Enter the unflappable Floyd Norris of The New York Times , who explained, “The most striking new addition to the pantheon of corporate finance … would be the ‘deemed dividend.’” Effectively, retained earnings would now automatically be considered a “deemed” (or unpaid) dividend, thus raising the cost basis of shares and reducing any future capital gain should the shares be sold. Barron ‘s Alan Abelson drove home the point: “There’s something paradoxical, even comical, about the administration’s vowing to simplify the tax code even while it pushes what bids to be easily among the most complicated tax plans ever devised by the human mind.”

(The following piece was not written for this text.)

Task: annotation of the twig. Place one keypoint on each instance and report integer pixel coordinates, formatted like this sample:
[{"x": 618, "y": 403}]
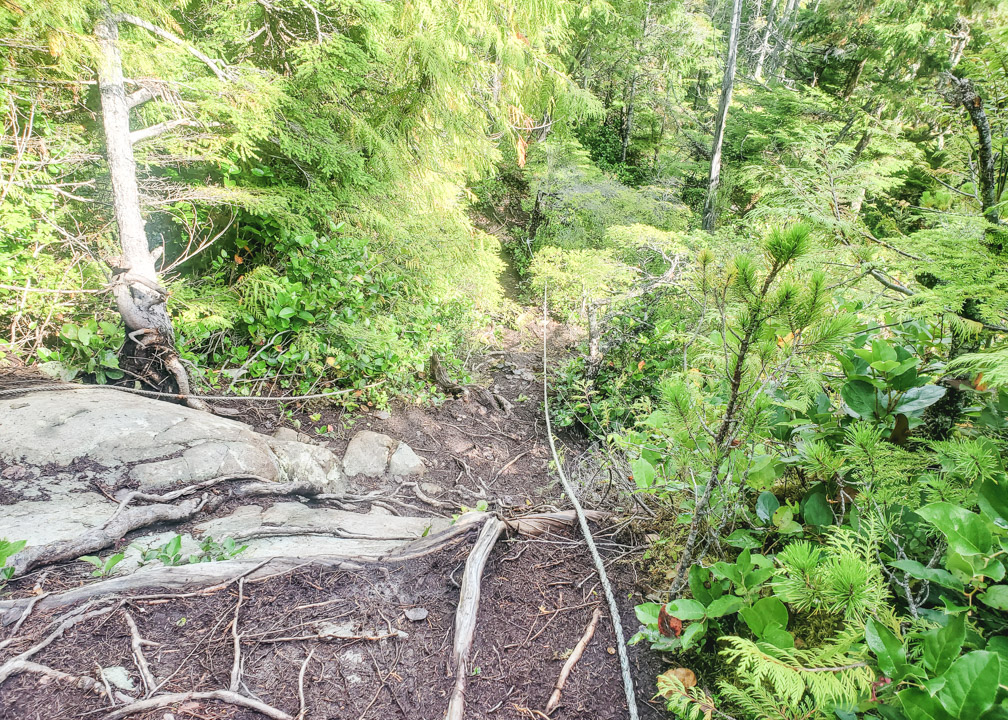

But why be so pointy-headed? The idea behind the tax cut is simple enough. “See,” explained the President, “by ending double taxation of dividends, we will increase the return on investing, which will draw more money into the markets to provide capital to build factories, to buy equipment, hire more people.” Ah, be careful what you wish for . The legacy of Nasdaq 5,000 was capital overhang and an overleveraged consumer. The dividend tax cut, argues Stephen Roach, chief economist at Morgan Stanley, is like refilling the punch bowl to avoid a hangover: The administration is resorting to “the same recipe that got America in trouble in the first place-hyping the stock market and the bubble-induced excesses it prompted in the real economy.”

Which brings us back to Mr. Kudlow. Only two years ago, he assured The American Spectator that a “bandwidth revolution will come and the Internet will take over economic life,” bringing in its wake Nasdaq 10,000. Now Mr. Kudlow has bet the house on what he terms a “new investor class” in America. As an editorial in The Economist from the 2000 election cycle explained, Mr. Kudlow has popularized the idea of a shareholder society, and that the doubling of the number of Americans owning mutual funds “could be one of the biggest social, as well as electoral, changes in America.” After weeks of pounding the table on the CNBC show he shares with James Cramer, Mr. Kudlow has received much of the credit for shaping the President’s thinking on dividend tax relief. Be careful what you wish for! Come the next election, the guy in Muncie with his odd-lot stake in the newly dividend-yielding Oracle may fancy himself a member of the new investor class. Or he may just think of himself as unemployed.